De seguida, encontram-se alguns recursos eletrónicos que permitem ao consumidor adquirir conhecimento com rigor científico. A pesquisa será mais fácil se o ingrediente cosmético for procurado tal como se apresenta nos rótulos dos produtos segundo os critérios da nomenclatura internacionalmente harmonizada: a nomenclatura INCI.

  • SpecialChem for cosmetics: Plataforma internacional formada por especialistas da indústria química e de materiais. Em “Ingredientes Cosméticos”, estes podem ser pesquisados através da sua classe ou pelo nome com que se encontram nos rótulos. Apresenta propriedades físico-químicas, funções e aplicações dos ingredientes.
  • CosmeticsInfo: Expõe conteúdo científico direcionado para o público geral. A sua utilização é intuitiva e útil para compreender diferentes tipos de formulações de produtos cosméticos e proceder à análise da rotulagem. Oferece dados de segurança, eficácia, regulamentação e conselhos para avaliação da qualidade dos produtos, complementados com infográficos, vídeos e hiperligações para esclarecimentos adicionais.
  • Cosmetic Ingredient Review (CIR): É dirigida a profissionais do setor e os seus dados têm caráter técnico-científico, apesar de poder ser consultada por qualquer indivíduo. O separador “Ingredients” fornece informação sobre ingredientes (não sobre produtos), à exceção de fragrâncias, corantes ou aromatizantes. São publicados na plataforma relatórios anuais e discussões relativas à segurança de ingredientes cosméticos e as condições em que devem ser utilizados. A plataforma fornece documentos para download com informação detalhada sobre ingredientes cosméticos
    - Um ingrediente poderá apresentar inúmeras aplicações, dependendo da formulação e da concentração em que se encontra.

    - Consultar os diversos operadores económicos envolvidos no circuito dos produtos cosméticos está ao alcance dos consumidores uma vez que a rotulagem de qualquer produto cosmético contém, obrigatoriamente, o endereço da Pessoa Responsável pelo produto.

O que são champôs sem sulfatos?

 

O aparecimento no mercado dos produtos capilares de champôs rotulados com menção ‘champô sem sulfatos’ surgiu na sequência de notícias que colocam em causa a segurança destes ingredientes.

Os champôs contêm tensioativos que atuam como agentes lavantes por apresentarem caraterísticas físico-químicas que lhes conferem capacidade para envolver a gordura e sujidade de forma a serem arrastadas com a água. Existem vários grupos destes ingredientes, sendo que os mais representativos pertencem à classe dos tensioativos aniónicos, entre os quais se incluem os sulfatos como o sulfato de laurilo e sódio (Sodium Lauryl Sulfate) ou sulfato de laurilo e amónio (Ammonium Lauryl Sulfate) e os seus éteres derivados como o lauril éter sulfato de sódio (Sodium Laureth Sulfate) ou lauril éter sulfato de amónia (Ammonium Laureth Sulfate).

Por norma, os tensioativos aniónicos são dotados de elevado poder detergente e bom poder espumante, podendo, contudo, remover lípidos essenciais à qualidade da haste capilar. Assim, um champô com certos tipos de sulfatos, poderá deixar o cabelo fragilizado, opaco e emaranhado.
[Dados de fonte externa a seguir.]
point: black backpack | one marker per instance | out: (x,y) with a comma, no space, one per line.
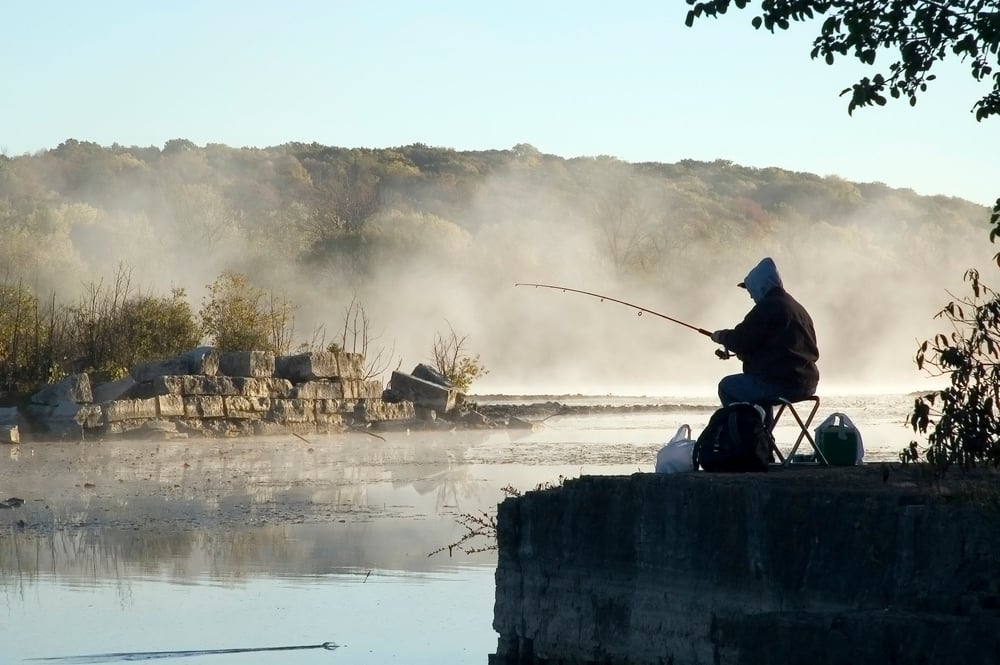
(735,439)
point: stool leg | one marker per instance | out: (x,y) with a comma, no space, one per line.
(782,460)
(805,434)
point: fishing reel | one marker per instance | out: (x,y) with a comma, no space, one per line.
(723,353)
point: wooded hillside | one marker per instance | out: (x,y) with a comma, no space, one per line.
(430,237)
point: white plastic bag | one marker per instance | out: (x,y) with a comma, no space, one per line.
(837,437)
(676,456)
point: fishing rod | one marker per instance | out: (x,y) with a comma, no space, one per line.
(157,655)
(704,332)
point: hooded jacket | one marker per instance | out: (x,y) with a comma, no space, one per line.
(776,340)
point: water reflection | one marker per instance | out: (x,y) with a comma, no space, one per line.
(176,545)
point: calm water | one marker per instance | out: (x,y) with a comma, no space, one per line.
(348,564)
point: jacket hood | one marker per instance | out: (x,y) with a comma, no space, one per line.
(761,279)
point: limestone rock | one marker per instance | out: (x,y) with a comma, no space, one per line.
(257,364)
(202,360)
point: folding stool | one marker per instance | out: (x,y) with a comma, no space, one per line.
(784,404)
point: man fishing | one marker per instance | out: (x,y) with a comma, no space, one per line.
(775,341)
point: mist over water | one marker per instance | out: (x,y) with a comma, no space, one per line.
(871,281)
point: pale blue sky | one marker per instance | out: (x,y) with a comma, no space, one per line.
(626,79)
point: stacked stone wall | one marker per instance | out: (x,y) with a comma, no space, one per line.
(223,394)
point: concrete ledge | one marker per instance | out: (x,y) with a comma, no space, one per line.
(791,566)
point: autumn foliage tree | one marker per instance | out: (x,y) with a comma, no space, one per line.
(962,422)
(239,316)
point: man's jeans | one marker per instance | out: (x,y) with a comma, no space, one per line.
(749,388)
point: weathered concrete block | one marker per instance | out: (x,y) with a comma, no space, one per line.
(423,393)
(376,409)
(129,409)
(350,365)
(821,566)
(169,406)
(190,384)
(204,406)
(428,373)
(10,434)
(319,390)
(329,419)
(202,360)
(257,364)
(307,366)
(105,392)
(9,416)
(246,407)
(90,416)
(284,411)
(319,365)
(75,388)
(272,387)
(124,426)
(371,389)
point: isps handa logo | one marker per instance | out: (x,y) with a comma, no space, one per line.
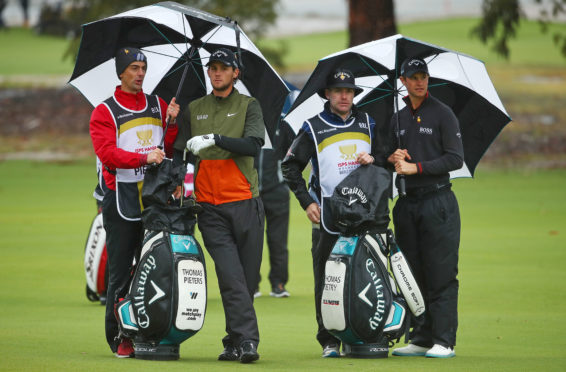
(348,152)
(145,137)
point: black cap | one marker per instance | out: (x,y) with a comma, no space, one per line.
(225,56)
(125,56)
(340,78)
(412,65)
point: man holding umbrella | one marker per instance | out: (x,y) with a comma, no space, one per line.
(125,130)
(336,141)
(225,130)
(427,219)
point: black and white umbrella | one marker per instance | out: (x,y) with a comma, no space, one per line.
(458,80)
(177,41)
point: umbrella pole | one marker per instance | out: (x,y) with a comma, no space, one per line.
(176,95)
(402,190)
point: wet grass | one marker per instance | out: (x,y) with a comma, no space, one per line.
(511,275)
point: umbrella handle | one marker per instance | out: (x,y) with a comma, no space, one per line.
(402,190)
(160,146)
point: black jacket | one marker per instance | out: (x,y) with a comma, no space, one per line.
(431,135)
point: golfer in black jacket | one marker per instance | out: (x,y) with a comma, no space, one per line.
(427,219)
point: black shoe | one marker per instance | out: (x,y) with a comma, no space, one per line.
(279,291)
(230,353)
(248,352)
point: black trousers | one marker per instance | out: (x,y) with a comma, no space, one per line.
(323,242)
(276,205)
(123,243)
(233,236)
(427,229)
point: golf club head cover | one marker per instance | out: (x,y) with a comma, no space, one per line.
(198,143)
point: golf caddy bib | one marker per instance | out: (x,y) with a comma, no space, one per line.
(139,132)
(337,147)
(360,303)
(166,301)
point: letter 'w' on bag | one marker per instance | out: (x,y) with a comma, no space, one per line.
(165,303)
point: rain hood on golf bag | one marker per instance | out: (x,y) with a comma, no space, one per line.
(95,261)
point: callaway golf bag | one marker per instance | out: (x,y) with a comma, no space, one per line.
(95,251)
(165,301)
(368,283)
(95,261)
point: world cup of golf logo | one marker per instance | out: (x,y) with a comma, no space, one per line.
(348,152)
(144,137)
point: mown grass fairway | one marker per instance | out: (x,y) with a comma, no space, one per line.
(512,299)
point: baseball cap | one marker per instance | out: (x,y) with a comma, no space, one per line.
(340,78)
(412,65)
(224,55)
(125,56)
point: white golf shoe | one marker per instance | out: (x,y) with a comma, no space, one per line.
(439,351)
(411,350)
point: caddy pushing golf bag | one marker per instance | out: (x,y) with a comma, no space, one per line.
(362,302)
(165,301)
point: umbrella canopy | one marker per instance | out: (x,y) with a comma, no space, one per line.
(176,39)
(458,80)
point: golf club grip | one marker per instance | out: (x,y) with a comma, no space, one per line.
(402,190)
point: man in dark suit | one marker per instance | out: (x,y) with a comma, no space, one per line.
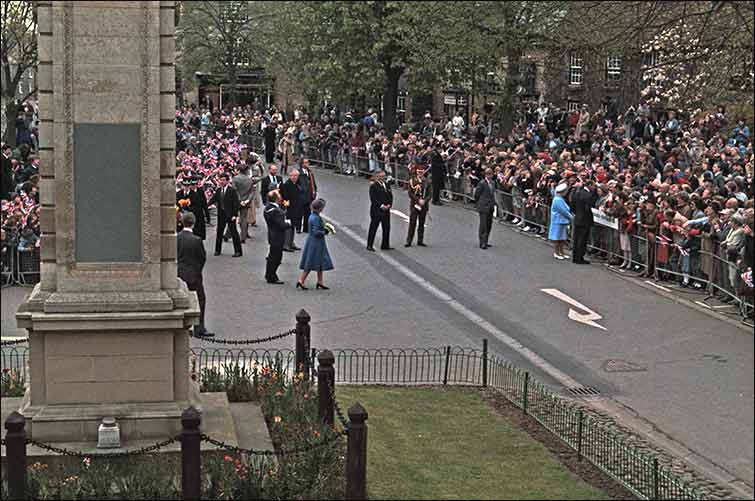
(270,182)
(191,259)
(7,173)
(582,200)
(276,236)
(293,198)
(381,201)
(484,196)
(438,171)
(268,133)
(227,202)
(197,204)
(244,183)
(309,188)
(199,208)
Dado o baixo tempo de contacto com estes ingredientes sujeitos a posterior enxaguamento, o couro cabeludo deverá ficar limpo, mas a sua qualidade não deverá ser afetada.

A partir do ano 2000, promoveu-se o desenvolvimento de formulações com menor teor em sulfatos, compensados ou substituídos por agentes tensioativos menos espumantes, menos desengordurantes e, por conseguinte, mais suaves. Assim sendo, formulações sem sulfatos não contêm os ingredientes acima referidos, apesar de estes terem já sido estabelecidos como seguros nas condições de utilização previstas. Os sulfonatos, sarcosinatos e sulfosucinatos são tensioativos aniónicos alternativos com razoável poder espumante e maior suavidade.
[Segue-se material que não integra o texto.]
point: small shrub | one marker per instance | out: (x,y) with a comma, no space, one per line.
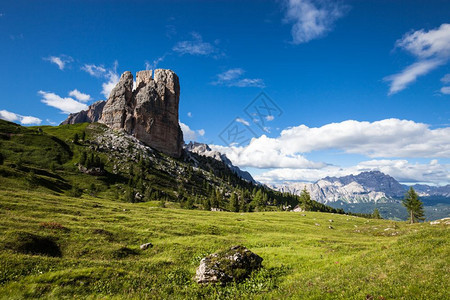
(53,225)
(27,243)
(76,191)
(123,252)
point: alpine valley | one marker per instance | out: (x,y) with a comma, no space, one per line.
(366,191)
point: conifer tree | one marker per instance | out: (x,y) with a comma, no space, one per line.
(414,206)
(234,203)
(376,214)
(305,199)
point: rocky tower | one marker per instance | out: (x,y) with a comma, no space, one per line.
(150,112)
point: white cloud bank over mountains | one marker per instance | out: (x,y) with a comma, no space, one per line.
(24,120)
(390,140)
(402,170)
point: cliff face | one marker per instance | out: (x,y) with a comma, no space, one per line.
(150,112)
(91,115)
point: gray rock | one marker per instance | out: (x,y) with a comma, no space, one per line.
(146,246)
(119,104)
(91,115)
(234,264)
(149,113)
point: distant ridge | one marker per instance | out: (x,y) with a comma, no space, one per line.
(371,186)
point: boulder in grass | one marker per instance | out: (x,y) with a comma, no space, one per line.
(146,246)
(234,264)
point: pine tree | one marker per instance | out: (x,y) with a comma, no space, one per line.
(414,206)
(376,214)
(305,199)
(207,204)
(234,203)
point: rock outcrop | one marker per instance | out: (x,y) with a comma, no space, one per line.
(91,115)
(150,112)
(234,264)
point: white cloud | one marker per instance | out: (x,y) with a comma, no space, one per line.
(434,43)
(24,120)
(312,19)
(385,138)
(230,74)
(232,77)
(61,61)
(402,170)
(66,105)
(79,95)
(267,157)
(196,46)
(431,49)
(113,79)
(243,121)
(401,80)
(93,70)
(8,116)
(111,76)
(445,90)
(446,78)
(189,134)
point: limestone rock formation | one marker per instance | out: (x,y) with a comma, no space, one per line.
(91,115)
(150,112)
(234,264)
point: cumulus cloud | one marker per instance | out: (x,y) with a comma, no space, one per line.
(61,61)
(111,76)
(67,105)
(195,46)
(431,49)
(446,78)
(409,75)
(312,19)
(445,90)
(79,95)
(385,138)
(233,77)
(24,120)
(243,121)
(190,134)
(402,170)
(270,157)
(94,70)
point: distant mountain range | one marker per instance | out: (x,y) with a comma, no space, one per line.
(205,150)
(373,186)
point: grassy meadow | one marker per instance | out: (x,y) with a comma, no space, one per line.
(56,246)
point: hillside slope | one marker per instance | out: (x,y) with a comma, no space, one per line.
(55,246)
(96,160)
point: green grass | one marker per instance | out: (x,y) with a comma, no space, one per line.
(99,243)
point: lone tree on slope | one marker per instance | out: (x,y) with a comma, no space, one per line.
(414,206)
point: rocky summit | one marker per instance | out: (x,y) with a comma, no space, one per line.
(149,111)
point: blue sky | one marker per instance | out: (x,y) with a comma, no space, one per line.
(359,85)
- Os tensioativos aniónicos são a classe de tensioativos com maior capacidade em lavar, fazer espuma, desengordurar o couro cabeludo e a haste.

- Os sulfatos são ingredientes seguros nas condições de utilização estabelecidas para os champôs.

- A informação ‘sem sulfatos’ ou ‘sulfate free’ impressa na cartonagem dos champôs significa que o produto não contém sulfatos ou os seus éteres, podendo conter outros tensioativos aniónicos teoricamente mais suaves.